Stem cells help primates with Parkinson's
Monkey studies highlight multiple stem cell abilities.
Human stem cell transplants have eased the symptoms of Parkinson's disease in a monkey model of the brain disorder. The study, which brings the prospect of human trials one step closer, hints that stem cells do more than just replace cells — they may help persuade the brain to heal itself.
Parkinson's disease, which affects around 1 in 500 people, destroys nerve cells that produce the chemical dopamine, leading to movement and balance problems. Most treatments attempt to boost dopamine levels through drugs, but the results can be patchy and short-lived. So the hope is that stem cells — primitive cells that can produce many other cell types — may offer a more permanent solution.
In the current study, published in Proceedings of the National Academy of Sciences1, researchers isolated stem cells from the brains of aborted fetuses and grew them into large numbers in the laboratory. The cells were then injected into the brains of monkeys with a severe form of chemically induced Parkinson's disease.

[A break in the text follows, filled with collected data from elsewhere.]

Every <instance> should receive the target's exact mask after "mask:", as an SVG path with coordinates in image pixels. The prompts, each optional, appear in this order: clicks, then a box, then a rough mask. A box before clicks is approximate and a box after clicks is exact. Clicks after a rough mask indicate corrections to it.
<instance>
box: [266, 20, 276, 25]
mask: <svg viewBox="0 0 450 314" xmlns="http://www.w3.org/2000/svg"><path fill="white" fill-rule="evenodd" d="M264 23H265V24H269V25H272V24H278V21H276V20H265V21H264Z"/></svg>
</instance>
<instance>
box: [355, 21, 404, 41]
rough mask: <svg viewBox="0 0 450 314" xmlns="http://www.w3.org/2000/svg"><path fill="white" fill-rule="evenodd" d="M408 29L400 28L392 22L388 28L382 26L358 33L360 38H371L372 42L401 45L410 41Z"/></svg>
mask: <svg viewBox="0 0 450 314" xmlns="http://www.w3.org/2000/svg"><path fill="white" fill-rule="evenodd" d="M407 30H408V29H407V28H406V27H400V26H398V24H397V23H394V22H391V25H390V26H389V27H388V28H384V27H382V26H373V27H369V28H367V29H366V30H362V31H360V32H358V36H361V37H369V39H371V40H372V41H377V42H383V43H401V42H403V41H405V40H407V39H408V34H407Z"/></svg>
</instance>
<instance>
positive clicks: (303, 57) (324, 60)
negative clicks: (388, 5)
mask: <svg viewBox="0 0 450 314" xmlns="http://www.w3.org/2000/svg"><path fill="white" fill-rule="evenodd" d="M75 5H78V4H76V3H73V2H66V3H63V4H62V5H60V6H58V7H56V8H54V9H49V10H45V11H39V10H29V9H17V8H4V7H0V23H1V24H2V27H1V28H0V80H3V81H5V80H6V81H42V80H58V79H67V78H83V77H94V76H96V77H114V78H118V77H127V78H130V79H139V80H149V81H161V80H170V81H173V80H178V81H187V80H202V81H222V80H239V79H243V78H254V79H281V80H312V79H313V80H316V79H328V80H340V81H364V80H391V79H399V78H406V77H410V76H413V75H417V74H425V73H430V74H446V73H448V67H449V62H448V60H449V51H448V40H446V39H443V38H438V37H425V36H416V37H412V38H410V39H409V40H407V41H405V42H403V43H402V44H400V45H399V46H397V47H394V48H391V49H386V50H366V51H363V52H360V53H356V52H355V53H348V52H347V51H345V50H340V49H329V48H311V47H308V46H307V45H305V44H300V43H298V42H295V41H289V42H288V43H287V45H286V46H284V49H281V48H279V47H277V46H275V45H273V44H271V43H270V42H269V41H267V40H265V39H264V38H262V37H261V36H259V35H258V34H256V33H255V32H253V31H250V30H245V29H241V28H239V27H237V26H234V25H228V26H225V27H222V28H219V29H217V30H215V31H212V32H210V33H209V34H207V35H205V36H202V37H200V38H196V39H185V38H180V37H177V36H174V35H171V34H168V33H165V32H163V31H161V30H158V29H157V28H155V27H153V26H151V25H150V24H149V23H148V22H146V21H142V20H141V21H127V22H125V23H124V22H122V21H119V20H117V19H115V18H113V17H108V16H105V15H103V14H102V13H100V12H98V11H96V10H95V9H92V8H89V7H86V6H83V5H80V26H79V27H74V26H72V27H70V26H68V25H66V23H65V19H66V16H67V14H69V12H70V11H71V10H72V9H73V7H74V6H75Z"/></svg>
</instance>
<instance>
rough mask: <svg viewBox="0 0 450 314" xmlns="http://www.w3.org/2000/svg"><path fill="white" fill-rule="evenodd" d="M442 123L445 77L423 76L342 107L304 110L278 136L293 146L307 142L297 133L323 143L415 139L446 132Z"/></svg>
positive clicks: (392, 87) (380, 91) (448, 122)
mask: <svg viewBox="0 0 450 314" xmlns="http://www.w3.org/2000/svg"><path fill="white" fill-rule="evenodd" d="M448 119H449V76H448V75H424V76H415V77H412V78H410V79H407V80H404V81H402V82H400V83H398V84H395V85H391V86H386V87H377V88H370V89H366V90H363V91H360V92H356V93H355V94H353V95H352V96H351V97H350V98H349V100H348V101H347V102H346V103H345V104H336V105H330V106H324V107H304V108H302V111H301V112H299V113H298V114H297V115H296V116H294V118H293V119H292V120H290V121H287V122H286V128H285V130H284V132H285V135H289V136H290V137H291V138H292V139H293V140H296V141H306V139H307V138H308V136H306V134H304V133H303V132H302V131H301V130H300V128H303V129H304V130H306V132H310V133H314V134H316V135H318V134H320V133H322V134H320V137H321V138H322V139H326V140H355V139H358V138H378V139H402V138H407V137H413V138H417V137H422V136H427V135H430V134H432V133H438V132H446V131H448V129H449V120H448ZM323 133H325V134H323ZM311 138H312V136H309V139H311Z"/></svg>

Before the treatment, the animals couldn't walk unaided, struggled to use their hands and were sometimes unable to move at all. But two months afterwards, they could walk, feed themselves and move more normally. "They're not as good as normal monkeys, but the improvement is still dramatic," says team-member and neuroscientist Richard Sidman from the Harvard Institutes of Medicine, Boston, Massachusetts.
Take two
There have been a large number of successful studies showing that human and rodent stem cells can help rats with a version of the disease get better. But the field was hit by a major setback when human trials of transplanted fetal brain tissue in the mid-1990s left some Parkinson's patients with uncontrollable, jerky movements. Since then, a lot of work has gone into culturing and purifying stem cells.
Paul Sanberg from the University of South Florida College of Medicine, Tampa, who was involved in the early human trials, points out that the new treatment works well in extremely ill monkeys, so it may work even better in milder cases or early stages of the disease. And unlike some other stem cells, which have had growth-promoting genes added in or been derived from day- rather than week-old embryos, these cells appear not to form tumours after transplant. That should ease worries about the safety of stem-cell treatment.
Support team
But perhaps most surprising is how the transplanted cells did their job. Only a minority of stem cells turned into dopamine-producing neurons — not enough to replace all the neurons that had been lost to disease. Instead, some of the stem cells turned into astrocytes, a supportive brain cell known to produce neuron-nourishing chemicals. The team spotted a host of large, dopamine-producing neurons in the brains of transplant recipients that weren't directly derived from stem cells. It's thought that stem cells may churn out molecules that boost nerve survival and blood-vessel development, and decrease inflammation and neurodegeneration — helping the host brain to help itself.
"People used to think that stem cells transplants would work by replacing missing cells," says neuroscientist John Sinden from the UK stem-cell company ReNeuron. "But these results suggest they may do more than that. They may actually switch on the brain's own innate repair mechanisms."
"It's becoming clear that transplanted neural stem cells exert their behavioural effects through a series of mechanisms," agrees study contributor and stem-cell biologist Evan Snyder from the Burnham Institute for Medical Research, California. "There's a whole network of activity and crosstalk."
The intriguing results mean there is much more basic research to be done before moving to clinical trials, says Snyder.
References
- Redmond D. E., et al. Proc. Natl Acad. Sci. USA, advance online publication, 11 June 2007 (doi: 10.1073/pnas.0704091104).